In the year 2018, there were over one million crimes committed in the state of California. Sometimes, it is in the best interests of defendants to cooperate with the government. Attorneys may advise their clients to cooperate through a proffer session when the evidence is stacked against them in their case, or by cooperating with the government, the defendant may have their sentence reduced.

FAQ about Proffer Sessions

What is a proffer interview?

A proffer is a meeting between the criminal defense and the government. A proffer session is an opportunity for the defendant to give the government all of the information they have so that the government could make a plea agreement.  

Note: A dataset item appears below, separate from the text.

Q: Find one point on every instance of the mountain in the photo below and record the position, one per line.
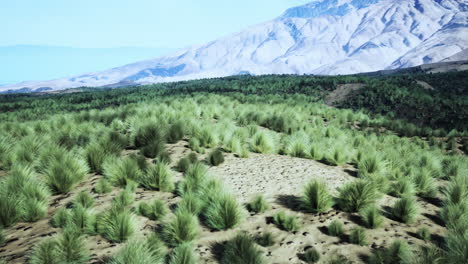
(322, 37)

Proffer meetings normally take place at the U.S. Attorney’s office and include the defendant’s legal counsel, and the prosecution and lead investigators on the case. Proffer agreements don’t apply to violent crimes or individuals with a history of violent crimes.

What does proffer mean in legal terms?

A proffer, proffer letter, proffer agreement, or “Queen of the Day” letter, that it may also be known as, is a written agreement between a defendant or witness and a prosecutor that gives the court information about a certain crime, and in some cases limits the prosecutor’s ability to use said information against the defendant or witness. A proffer is typically made prior to any other formal negotiations and offers evidence in support of the government’s case.

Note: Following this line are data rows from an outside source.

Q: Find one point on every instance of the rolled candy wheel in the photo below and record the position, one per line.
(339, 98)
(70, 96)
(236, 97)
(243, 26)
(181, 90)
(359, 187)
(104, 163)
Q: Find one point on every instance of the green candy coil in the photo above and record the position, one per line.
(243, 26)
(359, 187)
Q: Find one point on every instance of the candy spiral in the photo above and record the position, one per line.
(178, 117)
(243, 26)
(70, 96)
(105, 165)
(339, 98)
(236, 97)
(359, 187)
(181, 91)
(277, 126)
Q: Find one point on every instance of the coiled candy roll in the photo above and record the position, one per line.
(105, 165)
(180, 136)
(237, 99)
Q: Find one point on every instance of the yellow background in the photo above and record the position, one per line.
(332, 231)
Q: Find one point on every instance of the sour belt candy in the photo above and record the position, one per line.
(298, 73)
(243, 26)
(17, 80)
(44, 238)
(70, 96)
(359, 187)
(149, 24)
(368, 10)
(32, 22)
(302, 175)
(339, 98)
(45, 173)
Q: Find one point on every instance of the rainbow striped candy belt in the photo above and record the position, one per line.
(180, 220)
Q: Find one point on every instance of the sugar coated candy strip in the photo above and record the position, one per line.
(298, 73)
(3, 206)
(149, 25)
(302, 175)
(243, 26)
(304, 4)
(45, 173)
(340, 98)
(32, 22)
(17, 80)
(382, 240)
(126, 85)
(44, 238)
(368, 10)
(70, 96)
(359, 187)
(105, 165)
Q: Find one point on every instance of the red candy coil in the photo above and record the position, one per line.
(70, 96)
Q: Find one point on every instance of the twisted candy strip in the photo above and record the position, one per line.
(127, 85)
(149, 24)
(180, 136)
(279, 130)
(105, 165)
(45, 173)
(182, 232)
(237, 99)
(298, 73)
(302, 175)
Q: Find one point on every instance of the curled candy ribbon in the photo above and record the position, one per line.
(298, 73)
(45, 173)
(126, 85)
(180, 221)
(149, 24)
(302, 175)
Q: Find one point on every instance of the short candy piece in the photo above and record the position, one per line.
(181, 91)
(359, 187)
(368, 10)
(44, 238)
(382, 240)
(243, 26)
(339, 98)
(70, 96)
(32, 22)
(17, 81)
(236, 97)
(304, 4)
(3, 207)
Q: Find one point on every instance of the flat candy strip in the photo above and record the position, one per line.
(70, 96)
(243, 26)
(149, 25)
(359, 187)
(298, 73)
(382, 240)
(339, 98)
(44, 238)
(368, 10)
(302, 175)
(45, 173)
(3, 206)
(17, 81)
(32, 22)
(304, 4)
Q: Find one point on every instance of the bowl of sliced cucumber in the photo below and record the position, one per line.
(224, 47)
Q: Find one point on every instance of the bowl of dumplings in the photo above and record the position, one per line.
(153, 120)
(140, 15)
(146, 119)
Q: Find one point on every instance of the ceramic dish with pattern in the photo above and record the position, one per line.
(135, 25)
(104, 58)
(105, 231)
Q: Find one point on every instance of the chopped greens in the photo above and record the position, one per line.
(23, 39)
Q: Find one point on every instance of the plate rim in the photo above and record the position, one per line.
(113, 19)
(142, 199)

Can a proffer be used against you?

According to 18 U.S. Code § 1001, it is illegal to make false statements to a federal agent, and this would include proffer sessions. If the defendant takes the stand and testifies against what they proffer, then the proffer information can be used to impeach the defendant. 

A proffer could damage the defenses’ ability to cross-examine certain witnesses, or even allowing the defendant to testify. Especially if doing so conflicts the proffer agreement, therefore, allowing the prosecution to enter the entire proffer agreement as evidence in the case.

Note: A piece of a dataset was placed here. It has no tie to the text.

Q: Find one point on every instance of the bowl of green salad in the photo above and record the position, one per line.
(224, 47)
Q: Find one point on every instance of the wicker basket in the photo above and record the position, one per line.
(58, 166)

What is a reverse proffer?

A reverse proffer is, as the name implies, is the opposite of a proffer. In a reverse proffer, the prosecution presents information to the defendant’s counsel in order to encourage the defendant to plead to a certain crime or to cooperate with the prosecution. Reverse proffers can also happen between the two attorneys without the defendant present. After a reverse proffer the defendant and his legal counsel need to decide if they’ll proffer information, work towards a plea agreement, or continue to trial.

How do you differentiate between a proffer and an offer?

Definitively an offer and proffer aren’t so different but in the eyes of the law they can be very different. A proffer agreement is normally made under the informal pretense that the government will cooperate with the defendant through some level of immunity or plea agreement. This informal agreement is usually made between the attorneys and will not be reflected in the formal written proffer letter. 

Before entering a proffer agreement it’s important for the defendant, the defense team, and the prosecutor to have a clear idea of what information they’ll be proffering, and what arrangements they expect in return, through immunity or plea arrangement.

The government offers protections in immunity deals and plea arrangement offers but proffers don’t have those same protections. It’s important that you have a legal team that has your best interests in mind while determining if you should enter into a proffer arrangement. 

How can I prepare for a proffer?

There are many important details to consider before attending a proffer session. The defense should have clear answers to the following questions before cooperating in a proffer session:

  • What goal will the proffer session achieve?
  • What information will be discussed?
  • What information should I decline discussing?
  • Am I prepared to tell the whole truth in this matter?
  • How will the government protect me if I provide incriminating information?
  • What benefits can the prosecution offer me if I provide helpful information?
  • If I am charged, how strong is my defense, and would my defense be conceded by this proffer arrangement?